Né en 1921 dans la charmante ville de Piacenza et décédé au même endroit 68 ans plus tard, Gianni Poggi a fait quelque bruit dans le monde lyrique pour avoir été le partenaire de Maria Callas et Renata Tebaldi dans les années 50. Il avait débuté à Palerme en 1947 dans La Bohème. Il était invité dès l’année suivante à La Scala pour interpréter Riccardo dans Un ballo in maschera. On ne perdait pas de temps à l’époque. Le disque se souvient de quelques-uns de ses faits de gloire (il chantait notamment Enzo dans Gioconda en 1952 aux côtés de Maria Callas) mais son nom a disparu de la plupart des livres de référence. Même le très exhaustif Groves book of opera singers omet de le citer quand son homonyme, Antonio Poggi, ténor lui aussi, né 115 ans plus tôt, a encore droit à une entrée. Il faut dire que ce dernier, élève d’Andrea Nozzari, avait notamment créé le rôle de Carlo VII dans Giovanna d’Arco. La postérité ne saurait l’oublier.
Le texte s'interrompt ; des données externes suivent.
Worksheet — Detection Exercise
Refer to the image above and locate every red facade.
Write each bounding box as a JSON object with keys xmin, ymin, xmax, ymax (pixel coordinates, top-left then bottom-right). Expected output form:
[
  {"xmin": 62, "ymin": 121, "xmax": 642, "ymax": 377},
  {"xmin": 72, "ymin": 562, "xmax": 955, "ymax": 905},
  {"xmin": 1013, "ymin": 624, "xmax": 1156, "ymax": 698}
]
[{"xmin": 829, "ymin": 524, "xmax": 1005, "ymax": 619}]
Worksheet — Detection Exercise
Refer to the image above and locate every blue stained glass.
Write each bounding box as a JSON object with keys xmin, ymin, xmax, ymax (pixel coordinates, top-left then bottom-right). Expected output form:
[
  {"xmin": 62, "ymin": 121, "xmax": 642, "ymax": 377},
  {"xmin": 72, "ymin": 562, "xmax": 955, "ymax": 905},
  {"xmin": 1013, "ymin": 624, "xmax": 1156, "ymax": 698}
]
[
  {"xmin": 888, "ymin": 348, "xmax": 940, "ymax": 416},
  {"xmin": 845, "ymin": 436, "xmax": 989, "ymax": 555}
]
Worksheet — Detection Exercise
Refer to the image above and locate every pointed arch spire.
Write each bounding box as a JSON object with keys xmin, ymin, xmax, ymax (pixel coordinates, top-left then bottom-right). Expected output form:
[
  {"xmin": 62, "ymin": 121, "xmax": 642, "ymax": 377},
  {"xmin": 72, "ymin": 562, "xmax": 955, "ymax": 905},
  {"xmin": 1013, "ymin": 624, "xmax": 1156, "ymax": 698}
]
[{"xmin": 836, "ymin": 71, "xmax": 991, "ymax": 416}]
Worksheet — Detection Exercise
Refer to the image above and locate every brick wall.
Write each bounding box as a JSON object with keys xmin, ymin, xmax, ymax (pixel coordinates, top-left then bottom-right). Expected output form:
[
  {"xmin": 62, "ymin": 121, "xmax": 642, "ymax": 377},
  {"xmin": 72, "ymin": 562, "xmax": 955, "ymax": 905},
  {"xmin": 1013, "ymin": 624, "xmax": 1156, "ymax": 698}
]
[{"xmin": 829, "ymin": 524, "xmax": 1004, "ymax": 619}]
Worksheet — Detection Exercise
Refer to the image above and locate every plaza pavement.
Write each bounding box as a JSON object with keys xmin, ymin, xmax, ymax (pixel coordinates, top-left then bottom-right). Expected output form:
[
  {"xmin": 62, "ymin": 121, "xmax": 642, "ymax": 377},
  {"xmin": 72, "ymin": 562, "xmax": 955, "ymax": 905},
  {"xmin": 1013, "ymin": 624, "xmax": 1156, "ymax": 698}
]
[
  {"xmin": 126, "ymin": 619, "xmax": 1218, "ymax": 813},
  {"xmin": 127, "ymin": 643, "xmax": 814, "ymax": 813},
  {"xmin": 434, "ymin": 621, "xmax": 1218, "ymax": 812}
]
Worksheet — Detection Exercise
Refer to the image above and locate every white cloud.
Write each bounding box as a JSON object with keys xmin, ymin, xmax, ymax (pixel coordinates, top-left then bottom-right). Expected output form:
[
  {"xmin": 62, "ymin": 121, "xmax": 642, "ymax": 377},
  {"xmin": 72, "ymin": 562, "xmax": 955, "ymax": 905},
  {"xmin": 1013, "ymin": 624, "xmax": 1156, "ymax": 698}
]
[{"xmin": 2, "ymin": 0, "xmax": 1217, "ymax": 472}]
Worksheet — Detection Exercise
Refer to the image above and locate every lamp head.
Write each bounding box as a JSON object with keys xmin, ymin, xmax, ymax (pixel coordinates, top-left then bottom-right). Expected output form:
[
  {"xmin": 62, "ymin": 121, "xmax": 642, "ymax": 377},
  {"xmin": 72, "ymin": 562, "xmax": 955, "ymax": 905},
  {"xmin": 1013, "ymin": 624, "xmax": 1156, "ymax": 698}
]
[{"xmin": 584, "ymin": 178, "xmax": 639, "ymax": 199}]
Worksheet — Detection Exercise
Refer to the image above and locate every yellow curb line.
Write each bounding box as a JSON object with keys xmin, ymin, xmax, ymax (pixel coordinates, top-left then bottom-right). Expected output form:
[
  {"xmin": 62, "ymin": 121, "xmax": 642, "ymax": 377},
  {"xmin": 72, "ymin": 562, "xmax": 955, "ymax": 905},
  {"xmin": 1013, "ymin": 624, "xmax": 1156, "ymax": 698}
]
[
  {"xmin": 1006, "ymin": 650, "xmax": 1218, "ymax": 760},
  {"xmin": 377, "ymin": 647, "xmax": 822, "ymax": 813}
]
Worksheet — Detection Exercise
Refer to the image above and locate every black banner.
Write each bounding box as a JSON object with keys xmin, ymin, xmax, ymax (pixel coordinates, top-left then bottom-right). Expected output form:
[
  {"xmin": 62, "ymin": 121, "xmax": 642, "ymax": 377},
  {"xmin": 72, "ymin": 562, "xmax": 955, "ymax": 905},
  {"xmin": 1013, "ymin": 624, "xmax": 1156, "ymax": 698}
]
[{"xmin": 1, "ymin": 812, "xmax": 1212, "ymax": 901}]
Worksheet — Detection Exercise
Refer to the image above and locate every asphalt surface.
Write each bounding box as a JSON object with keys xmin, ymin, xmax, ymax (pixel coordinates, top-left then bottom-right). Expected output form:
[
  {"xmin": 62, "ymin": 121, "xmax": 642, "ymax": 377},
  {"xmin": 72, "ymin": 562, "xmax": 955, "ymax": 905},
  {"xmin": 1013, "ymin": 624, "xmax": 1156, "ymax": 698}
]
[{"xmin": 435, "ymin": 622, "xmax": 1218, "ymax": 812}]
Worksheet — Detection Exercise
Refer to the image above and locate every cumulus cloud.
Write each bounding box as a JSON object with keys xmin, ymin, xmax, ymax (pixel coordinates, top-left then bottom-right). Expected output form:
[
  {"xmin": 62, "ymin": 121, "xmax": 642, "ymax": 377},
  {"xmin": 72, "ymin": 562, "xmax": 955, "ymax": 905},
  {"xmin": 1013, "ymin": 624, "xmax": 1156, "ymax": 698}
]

Rien de tel en ce qui concerne Gianni Poggi. Autre temps, autre mœurs. Dans les années 1950, on produisait moins de chefs d’œuvres lyriques mais on enregistrait davantage. Et pour cause ! L’avènement du microsillon stimulait l’industrie du disque. Il fallait (re)constituer des pans entiers de catalogue. En Italie, la variété n’avait pas encore pris le pas sur le grand répertoire. Les chansons napolitaines conservaient entiers leurs quartiers de noblesse. Ernesto de Curtis (1875-1937), était l’arrière-petit-fils de Saverio Mercadante et diplômé du Conservatoire San Pietro a Majella de Naples. Eduardo Di Capua (1865-1917), l’auteur de « O sole mio », avait lui aussi suivi des études classiques avant d’être contraint par son père de parcourir l’Europe. Francesco Paolo Tosti (1846-1916), le plus remarquable d’entre eux, fut le maître de chant de la reine Marguerite de Savoie (l’épouse du roi Umberto I), puis de la famille royale d’Angleterre. Leurs compositions exaltaient cet art de la mélodie, qui au Sud des Alpes, s’épanche naturellement. Pas forcément savantes, mais toujours sincères, généreuses, gorgées de soleil, suaves à l’oreille comme un fruit sucré l’est aux lèvres. Ces années-là, quand on était ténor, on chantait souvent la main sur le cœur et la fleur au fusil, sans souci de nuances, pour le plaisir de faire du gringue aux filles ou de charmer les étoiles, un chant pas forcément raffiné mais prodigue, cordial, candide presque.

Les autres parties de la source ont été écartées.